LICOLA – Un sondaggio su Facebook per scegliere il nome da assegnare a una villa comunale in un bene confiscato alla camorra. E’ l’iniziativa messa in campo dal sindaco di Gigliano, Antonio Poziello, che ha lanciato la proposta facendo appello ai cittadini, in particolare ai bambini ai quali ha sottoposto quattro nomi di personaggi che hanno legato la propria vita alla lotta contro la criminalità. Quella che oggi si chiama “Villa Zagaria” e che evoca il ricordo del super boss dei casalesi, a breve sarà intitolata con uno dei seguenti nomi: “Villa Speranza”, “Villa Don Peppino Diana”, “Villa Falcone e Borsellino” o “Villa Federico Del Prete”. Il bene si trova in Via Madonna del Pantano, strada che collega Licola con Varcaturo.

L’APPELLO – «Quell’area è oggi denominata per brevità e comodità “Villa Zagaria”, –spiega Poziello- ma quel nome ricorda chi erano i proprietari a cui è stato sottratto: dei camorristi.
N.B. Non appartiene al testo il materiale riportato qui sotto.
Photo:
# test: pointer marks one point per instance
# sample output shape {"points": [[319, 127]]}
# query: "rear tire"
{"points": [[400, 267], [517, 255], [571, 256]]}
Ci piacerebbe, invece, farne un simbolo del riscatto dalla camorra, a partire dal nome. E ci piacerebbe che fossero i cittadini, e soprattutto i bambini, a sceglierlo tra tutti i personaggi simbolo della lotta alla criminalità. Per questo motivo, lanciamo un sondaggio proprio su Facebook. Dici la tua, aiutaci a trovare un nome.» Il progetto rientra nell’ambito dei finanziamenti assegnati al Comune di Giugliano per il Programma Integrato Città Sostenibile (PICS) -Asse x POR FESR Campania 2014-2020.